Fearing that students do not have the ability to keep up for the entire 90 minutes, schools with block schedules are forced to fill their class times with several shorter lessons or with “fun” activities that keep students entertained and focused. Classes will have to be filled with creative labs, “educational games”, and lively extended group discussions in order to engage students in the long period of time.
While advocates of block schedule claim that the longer class times give teachers more time to plan, unless the teacher is shockingly talented in being able to come up with both educational and entertaining assignments that are equally as informative than a regular class period would be, students are losing productive class time in which they would otherwise use developing a better idea of the subject and actually learning.
Furthermore, 90 minutes of a subject twice a week is significantly less class time than taking the class for 50 minutes daily. Students are actually losing about 10% of essential class time by splitting up their schedule in this way.
Students need daily exposure to subjects to be able to effectively retain information, particularly in topics that require continuity. For students struggling in say, math, having a block schedule makes it too easy to ignore the problems they have in the class if they are only being subjected to that particular topic twice a week.
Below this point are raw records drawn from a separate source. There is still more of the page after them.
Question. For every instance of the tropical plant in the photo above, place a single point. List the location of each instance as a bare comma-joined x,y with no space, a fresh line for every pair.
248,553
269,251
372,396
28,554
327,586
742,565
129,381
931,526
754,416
A student who takes elective classes will have even less effective school days, as 90-minute chunks of one’s six hour school day would be filled with a class like band or woodshop. The implementation of block schedules lumps together classes that would fare better to students in daily doses rather than sitting through hours of class.
The arguments for extra time to do homework and study simply do not stand up to the fact that students who undergo block schedules are losing a significant portion of information in their daily class that could be essential to a student’s learning experience.